WITH orders_and_state AS(
SELECT *
FROM orders
LEFT JOIN buyer_location
ON orders.buyer_id = buyer_location.buyer_id
)
SELECT state, SUM(num_bags)
FROM orders_and_state
GROUP BY state
Results interactive:
| state | SUM(num_bags) |
|-------|---------------|
| CA | 86 |
| NY | 81 |
| PA | 3 |
| TX | 4 |
| WA | 4 |
This blog post covered some common SQL operations and provided examples.

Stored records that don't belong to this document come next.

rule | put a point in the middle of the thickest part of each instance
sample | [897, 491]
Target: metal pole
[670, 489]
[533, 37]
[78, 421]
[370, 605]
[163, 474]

Get all the buyers from states that contain the letter ‘A’:
SELECT *
FROM buyer_location
WHERE state LIKE '%A%'
Results interactive:
| buyer_id | state |
|----------|-------|
| b2 | CA |
| b5 | CA |
| b6 | PA |
| b7 | WA |
Get total number of bags ordered each month
You can generates months info by parsing the order_date
:
SELECT order_id,
order_date,
strftime('%m', order_date) AS month
FROM orders
Results:
| order_id | order_date | month |
|----------|------------|-------|
| 1 | 2022-03-01 | 03 |
| 2 | 2022-03-01 | 03 |
| 3 | 2022-03-01 | 03 |
Now we just need to GROUP BY to get the totals:
SELECT strftime('%Y', order_date) AS year,
strftime('%m', order_date) AS month,
SUM(num_bags)
FROM orders
GROUP BY year, month
Results interactive:
| year | month | SUM(num_bags) |
|------|-------|---------------|
| 2022 | 03 | 35 |
| 2022 | 04 | 25 |
| 2022 | 05 | 82 |
| 2022 | 06 | 36 |
SQLime is an SQLite playground that runs in your browser. It allows me to upload example databases and code samples into an environment so you can run. SQLite is probably more limited than the runtime you are used to in a production system, but working within these limitations allows me to distribute examples to you.
Different databases are optimized for different access patterns.